When one child hits another, parents tend to call the offending child’s mother and complain or they tell the offending child to go home and never play with their child again. If a child comes home from school and complains that he does not like the child sitting next to him, some parents call the teacher and ask that their child’s seat be changed. These actions show that the parents do not have confidence in their child’s ability to solve his own problems. Parents who respond this way tend to produce children who are dependent on them. Dependent children can eventually be burdens to parents. Of course, this may be exactly what some parents, consciously or unconsciously, are trying to achieve. In either case, the benefits to the child as a future adult are dubious.
In helping children become problem solvers, parents can begin by helping them explore alternatives rather than giving specific advice. Parents should first help the child clarify how he feels about the situation. “How does it make you feel when Johnny pushes you?” It may be that the child is not angry but is sad because Johnny is the most popular boy in class, and he wants him for a friend. The parent will not really know this unless he asks the child. The next step for the parent is to help the child explore alternatives and decide what options are available to him to solve the problem.

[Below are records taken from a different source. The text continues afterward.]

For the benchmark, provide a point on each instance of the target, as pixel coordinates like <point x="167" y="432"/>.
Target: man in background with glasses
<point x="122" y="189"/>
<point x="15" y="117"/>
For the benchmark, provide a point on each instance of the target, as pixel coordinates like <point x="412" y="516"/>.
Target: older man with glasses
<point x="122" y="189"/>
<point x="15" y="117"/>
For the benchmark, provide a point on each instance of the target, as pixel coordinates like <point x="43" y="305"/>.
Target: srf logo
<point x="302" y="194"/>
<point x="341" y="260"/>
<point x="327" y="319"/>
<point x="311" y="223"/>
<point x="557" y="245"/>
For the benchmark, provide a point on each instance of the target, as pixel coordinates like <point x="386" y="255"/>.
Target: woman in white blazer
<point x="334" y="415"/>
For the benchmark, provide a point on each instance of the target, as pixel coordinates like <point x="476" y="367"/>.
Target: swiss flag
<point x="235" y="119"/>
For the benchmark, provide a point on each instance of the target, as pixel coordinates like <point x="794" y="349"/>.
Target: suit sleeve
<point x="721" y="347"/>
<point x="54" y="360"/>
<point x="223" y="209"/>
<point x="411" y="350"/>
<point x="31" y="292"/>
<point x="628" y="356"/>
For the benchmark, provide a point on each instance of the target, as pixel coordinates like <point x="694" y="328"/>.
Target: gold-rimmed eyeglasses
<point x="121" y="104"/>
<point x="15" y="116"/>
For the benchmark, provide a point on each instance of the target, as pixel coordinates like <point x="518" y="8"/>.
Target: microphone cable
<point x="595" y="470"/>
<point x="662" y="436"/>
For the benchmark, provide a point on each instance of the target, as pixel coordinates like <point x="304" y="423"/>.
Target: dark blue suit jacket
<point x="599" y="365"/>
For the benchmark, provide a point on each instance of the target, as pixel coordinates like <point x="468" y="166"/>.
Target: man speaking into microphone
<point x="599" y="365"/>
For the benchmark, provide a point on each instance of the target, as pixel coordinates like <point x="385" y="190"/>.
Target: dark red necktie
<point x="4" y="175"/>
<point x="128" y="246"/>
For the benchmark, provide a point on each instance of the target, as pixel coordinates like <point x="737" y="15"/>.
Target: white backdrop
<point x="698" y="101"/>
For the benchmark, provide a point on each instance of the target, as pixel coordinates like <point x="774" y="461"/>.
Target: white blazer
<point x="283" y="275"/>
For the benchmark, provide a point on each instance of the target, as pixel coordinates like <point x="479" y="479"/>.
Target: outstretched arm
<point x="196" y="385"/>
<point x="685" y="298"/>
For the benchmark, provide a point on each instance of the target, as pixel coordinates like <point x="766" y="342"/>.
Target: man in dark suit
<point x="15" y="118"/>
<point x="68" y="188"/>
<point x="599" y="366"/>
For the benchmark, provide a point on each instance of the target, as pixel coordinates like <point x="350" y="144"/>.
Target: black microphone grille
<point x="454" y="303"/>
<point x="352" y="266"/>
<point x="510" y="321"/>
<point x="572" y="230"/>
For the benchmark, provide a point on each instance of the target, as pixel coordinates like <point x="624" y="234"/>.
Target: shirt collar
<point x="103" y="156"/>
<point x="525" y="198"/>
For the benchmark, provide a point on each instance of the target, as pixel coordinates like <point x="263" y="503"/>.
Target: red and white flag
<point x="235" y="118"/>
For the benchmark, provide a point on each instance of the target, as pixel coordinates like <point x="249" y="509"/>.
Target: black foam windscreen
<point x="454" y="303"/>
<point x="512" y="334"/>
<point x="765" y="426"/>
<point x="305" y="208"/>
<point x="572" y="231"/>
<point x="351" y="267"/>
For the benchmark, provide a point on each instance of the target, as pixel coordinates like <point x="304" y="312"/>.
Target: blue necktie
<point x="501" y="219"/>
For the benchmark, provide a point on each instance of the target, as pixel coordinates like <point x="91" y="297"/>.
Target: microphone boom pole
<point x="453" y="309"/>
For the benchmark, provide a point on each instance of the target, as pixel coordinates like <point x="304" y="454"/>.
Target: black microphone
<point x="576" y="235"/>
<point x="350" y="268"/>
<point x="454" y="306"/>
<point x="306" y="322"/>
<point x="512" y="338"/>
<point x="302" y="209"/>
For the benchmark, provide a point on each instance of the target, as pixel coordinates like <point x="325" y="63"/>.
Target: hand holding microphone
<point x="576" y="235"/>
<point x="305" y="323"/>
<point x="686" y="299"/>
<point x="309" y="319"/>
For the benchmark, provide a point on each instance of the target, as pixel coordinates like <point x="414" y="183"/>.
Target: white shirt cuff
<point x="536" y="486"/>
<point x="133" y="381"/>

The parent might say: “Shall we think of some things you could do about it?” The parent should attempt to get several ideas from the child about how he can solve the problem, and should help evaluate the possible outcomes of each alternative and then encourage the child to choose one as a course of action.
After the child is committed to one course of action, the parent should schedule a time with the child when they can evaluate the results together. If the problem is not resolved to the child’s satisfaction, he might want to explore another alternative.
All of this might take more time on the part of adults than simply solving problems for children, but it is time well spent. Parents are more helpful to children if they help them feel competent and in charge of their lives. Parents need to express confidence in their children’s ability to solve their own problems. The more successful children become at doing this, the better able they are to accept the fact that, although the world is imperfect, they can handle it.
Parents who promise their children a perfect world, and then try to get it for them, are setting the children up for disappointment and discouragement. These children seem to be especially vulnerable as adolescents when parents have less control over what happens in their lives, and the children lack the tools to act responsibly on their own. I encourage parents to begin when their children are young to help them become competent problem solvers. When successful, parents have given their children tools which last a lifetime.